Jane mengontak Wong, seorang teknisi perusahaan, untuk datang. Wong memenuhinya. Polisi mengajukan satu pertanyaan kepada Wong tentang piranti lunak seputar program-program DVD player dan burner pada setiap komputer. Wong gelagapan angkat bahu menyatakan tidak tahu. Lantas cabut; ambil langkah seribu. Jane bersegera mengontak Ray. Dengan ponselnya, Jane memfasilitasi perundingan antara Ray dan polisi. Polisi bertanya pada Ray apakah kami mencetak VCD bajakan. Barangkali Ray bilang tidak. Lobi Ray gagal. Tak lama berselang, datang Xeng untuk melakukan perundingan. Salah seorang polisi ternyata telah mengenal Xeng. Mereka sempat berbincang akrab.

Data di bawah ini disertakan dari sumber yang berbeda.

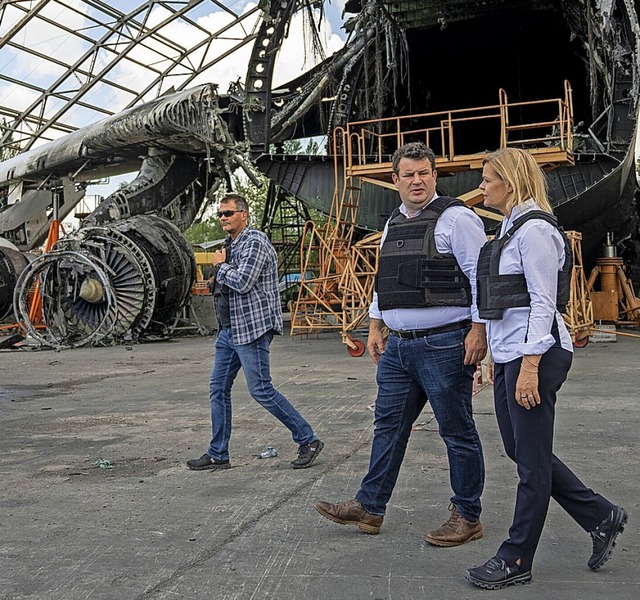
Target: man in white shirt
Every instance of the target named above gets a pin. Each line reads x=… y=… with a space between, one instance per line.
x=425 y=296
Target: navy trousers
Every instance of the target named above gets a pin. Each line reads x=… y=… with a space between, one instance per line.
x=527 y=436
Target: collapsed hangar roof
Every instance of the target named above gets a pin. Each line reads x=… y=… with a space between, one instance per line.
x=67 y=63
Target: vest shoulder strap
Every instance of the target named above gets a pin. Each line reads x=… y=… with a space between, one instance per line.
x=432 y=210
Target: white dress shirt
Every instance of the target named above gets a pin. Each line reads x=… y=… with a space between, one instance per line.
x=537 y=250
x=459 y=231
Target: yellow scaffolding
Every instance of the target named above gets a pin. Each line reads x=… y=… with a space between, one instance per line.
x=338 y=297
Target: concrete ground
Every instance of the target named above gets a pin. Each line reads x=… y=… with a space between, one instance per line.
x=148 y=528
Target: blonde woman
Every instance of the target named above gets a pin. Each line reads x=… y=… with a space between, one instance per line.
x=523 y=285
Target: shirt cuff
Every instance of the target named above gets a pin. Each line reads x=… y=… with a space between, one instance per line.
x=538 y=347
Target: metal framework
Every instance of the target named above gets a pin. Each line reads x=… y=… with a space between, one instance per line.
x=82 y=60
x=339 y=297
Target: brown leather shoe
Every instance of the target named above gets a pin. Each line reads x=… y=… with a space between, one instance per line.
x=351 y=513
x=457 y=530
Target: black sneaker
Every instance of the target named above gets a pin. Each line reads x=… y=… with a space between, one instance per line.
x=206 y=462
x=604 y=537
x=496 y=574
x=307 y=453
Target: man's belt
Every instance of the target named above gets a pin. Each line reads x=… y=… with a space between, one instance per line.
x=412 y=335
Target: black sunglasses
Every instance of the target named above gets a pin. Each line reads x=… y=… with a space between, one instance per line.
x=227 y=213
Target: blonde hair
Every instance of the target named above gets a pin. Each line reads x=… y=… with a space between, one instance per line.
x=522 y=174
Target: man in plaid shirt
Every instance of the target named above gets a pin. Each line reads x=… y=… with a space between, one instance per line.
x=247 y=305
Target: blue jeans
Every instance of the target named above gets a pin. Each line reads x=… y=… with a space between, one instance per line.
x=410 y=373
x=254 y=360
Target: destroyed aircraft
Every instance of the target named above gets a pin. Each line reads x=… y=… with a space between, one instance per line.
x=400 y=58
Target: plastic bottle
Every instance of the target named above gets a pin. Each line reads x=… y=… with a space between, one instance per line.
x=268 y=452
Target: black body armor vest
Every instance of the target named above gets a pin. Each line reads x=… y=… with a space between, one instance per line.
x=497 y=292
x=411 y=272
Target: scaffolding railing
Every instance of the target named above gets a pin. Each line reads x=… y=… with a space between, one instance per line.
x=339 y=296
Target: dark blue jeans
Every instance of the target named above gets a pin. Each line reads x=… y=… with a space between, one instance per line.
x=410 y=373
x=527 y=436
x=254 y=360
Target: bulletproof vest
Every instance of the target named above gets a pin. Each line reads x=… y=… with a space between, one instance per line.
x=497 y=292
x=411 y=272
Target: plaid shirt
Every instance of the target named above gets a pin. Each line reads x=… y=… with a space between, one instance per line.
x=252 y=278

Ketika dihadapkan pada kenyataan bahwa setiap unit komputer dilengkapi dengan burner dan program-program pemutar VCD DVD, Xeng lantas bertanya kepada Jane apakah perusahaan membuat VCD DVD. Akhirnya, setelah didesak dan diancam serta dijanjikan tidak akan diseret ke balai polis jika mau mengaku, Jane mengkonfirmasi bahwa pernah perusahaan membuat DVD 3-IN-1 – tiga movie dalam satu disk – dalam jumlah terbatas. Business core perusahaan ada pada nada dering. Xeng angkat tangan dan menyatakan tidak bertanggung jawab. Walau begitu, ia berusaha keras untuk tampil tenang seolah meyakinkan kami tentang pengaruhnya yang kuat di lingkungan kepolisian. Kemudian, melalui handset Jane, kembali Ray mengontak polisi untuk yang kedua kalinya. Entah apa yang telah dikatakan Ray ketika polisi tiba-tiba berang. “Tadi kau bilang tidak!” semburnya menyalak galak. “Tak boleh, sudah terlambat,” kembali berkata polisi itu kepada Ray di telepon. Kayaknya Ray mengajukan penyelesaian damai di bawah tangan. Polisi menolak. Mereka bilang saat itu sudah terlambat karena proses penyidikan telah terlanjur dimulai.

* * *

Sementara itu, ketika mendengar pembicaraan antar perwira polisi, kupingku keseleo. Demikian pula halnya dengan telinga Arman; tidak berfungsi dengan baik.

“Pi Di En itu apa, Bang?” bertanya Arman kepadaku.

“Bukan Pi Di En. Tapi Ti Di Em,” aku menjawab.

“Apa itu?”

“Tentera Diraja Malaysia. Kayak di kita pada zaman Orde Baru dulu, tentara dilibatkan dalam menangani perkara-perkara sipil,” aku menerangkan; berlagak selaku seorang pakar ilmu pemerintahan. Kami jadi ketar-ketir. Masak urusan segini aja ditangani militer, aku merenung. Sebagai benang dilanda ayam, pikiranku semakin kusut masai. Kelak keesokan harinya ketika kami diinterrogasi di kantor KPDN Petaling Jaya, barulah aku mafhum tentang makhluk apa yang disebut-sebut berulangkali oleh polisi. Dia adalah Kementerian Perdagangan (& Perlindungan Pengguna?) Dalam Negeri; institusi dengan kewenangan menangani kasus-kasus kejahatan ekonomi. Kukulum senyum. Masam.